Établi au pouvoir en juillet 2024 après une victoire écrasante des travaillistes, Keir Starmer traverse actuellement une période délicate, sa popularité en chute libre, exacerbée par des erreurs politiques notables et le scandale lié à la nomination controversée de Peter Mandelson comme ambassadeur aux États-Unis, malgré ses liens avec le criminel sexuel Jeffrey Epstein.
Starmer sous pression et critiques internes
Suite à la défaite cuisante du Labour lors des élections locales de mai, où le parti anti-immigration Reform UK de Nigel Farage a obtenu des résultats encourageants, des voix s'élèvent au sein même du Labour pour demander la démission de Starmer, provoquant des départs parmi ses ministres.
Parmi les candidats qui rêvent de remplacer Starmer se trouve Andy Burnham, maire du Grand Manchester, qui espère retrouver son siège de député dans la circonscription de Makerfield, un bastion politique symbolique. Burnham, déjà député de 2001 à 2017, jouit d'une popularité croissante, cultivée grâce à son engagement pour les intérêts du nord de l'Angleterre.
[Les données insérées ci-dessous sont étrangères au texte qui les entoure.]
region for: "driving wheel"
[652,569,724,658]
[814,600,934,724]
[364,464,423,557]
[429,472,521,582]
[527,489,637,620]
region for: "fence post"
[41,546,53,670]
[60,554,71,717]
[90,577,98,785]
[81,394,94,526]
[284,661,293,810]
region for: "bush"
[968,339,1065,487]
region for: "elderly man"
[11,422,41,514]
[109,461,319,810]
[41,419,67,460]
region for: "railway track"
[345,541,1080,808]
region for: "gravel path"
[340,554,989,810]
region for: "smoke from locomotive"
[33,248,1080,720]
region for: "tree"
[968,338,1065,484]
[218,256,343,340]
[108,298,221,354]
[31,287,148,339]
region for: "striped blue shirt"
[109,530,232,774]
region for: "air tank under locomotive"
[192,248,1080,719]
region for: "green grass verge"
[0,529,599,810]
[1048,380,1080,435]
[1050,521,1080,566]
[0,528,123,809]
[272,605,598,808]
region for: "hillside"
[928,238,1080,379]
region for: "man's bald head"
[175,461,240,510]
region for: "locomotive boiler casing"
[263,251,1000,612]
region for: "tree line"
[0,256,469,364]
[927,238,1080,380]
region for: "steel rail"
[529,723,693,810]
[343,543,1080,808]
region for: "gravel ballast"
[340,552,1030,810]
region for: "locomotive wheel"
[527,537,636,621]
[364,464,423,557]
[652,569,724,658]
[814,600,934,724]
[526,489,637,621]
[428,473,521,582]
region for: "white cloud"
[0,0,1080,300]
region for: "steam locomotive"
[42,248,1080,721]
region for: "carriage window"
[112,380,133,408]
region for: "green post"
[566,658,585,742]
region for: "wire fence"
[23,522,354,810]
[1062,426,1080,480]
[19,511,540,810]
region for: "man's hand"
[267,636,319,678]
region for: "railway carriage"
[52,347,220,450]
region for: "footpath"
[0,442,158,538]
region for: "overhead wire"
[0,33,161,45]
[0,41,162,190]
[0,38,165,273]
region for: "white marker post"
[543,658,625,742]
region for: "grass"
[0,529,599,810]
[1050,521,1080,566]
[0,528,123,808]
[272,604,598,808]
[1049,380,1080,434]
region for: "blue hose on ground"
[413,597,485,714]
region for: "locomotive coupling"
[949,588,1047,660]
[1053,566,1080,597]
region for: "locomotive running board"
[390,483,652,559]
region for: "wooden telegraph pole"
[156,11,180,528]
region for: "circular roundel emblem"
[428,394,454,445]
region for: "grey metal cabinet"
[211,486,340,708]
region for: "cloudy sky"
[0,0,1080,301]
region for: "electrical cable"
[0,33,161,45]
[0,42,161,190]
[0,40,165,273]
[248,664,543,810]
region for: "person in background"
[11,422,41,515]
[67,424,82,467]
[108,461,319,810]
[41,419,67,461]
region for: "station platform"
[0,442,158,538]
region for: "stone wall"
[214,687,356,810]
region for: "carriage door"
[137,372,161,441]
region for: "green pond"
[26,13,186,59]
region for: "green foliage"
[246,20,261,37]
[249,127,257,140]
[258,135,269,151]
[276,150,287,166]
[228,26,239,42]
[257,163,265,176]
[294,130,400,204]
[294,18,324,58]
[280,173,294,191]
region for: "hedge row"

Une main tendue non réciproquée
Makerfield a été le théâtre d'une intense activité politique ces derniers jours, avec la présence de plusieurs figures politiques, y compris Nigel Farage. John Curtice, professeur de sciences politiques, a souligné que « l'actuel candidat travailliste vise à déloger le leader du parti ». Andy Burnham, surnommé « le roi du Nord », a déclaré : « Les électeurs de cette circonscription pourraient écrit un nouveau chapitre pour la politique britannique ». Bien que Keir Starmer ait récemment exprimé son désir d'inclure Burnham dans son gouvernement, sa proposition a été écartée, ajoutant une autre couche de tension à une situation déjà complexe. À suivre ce soir lors de l'élection.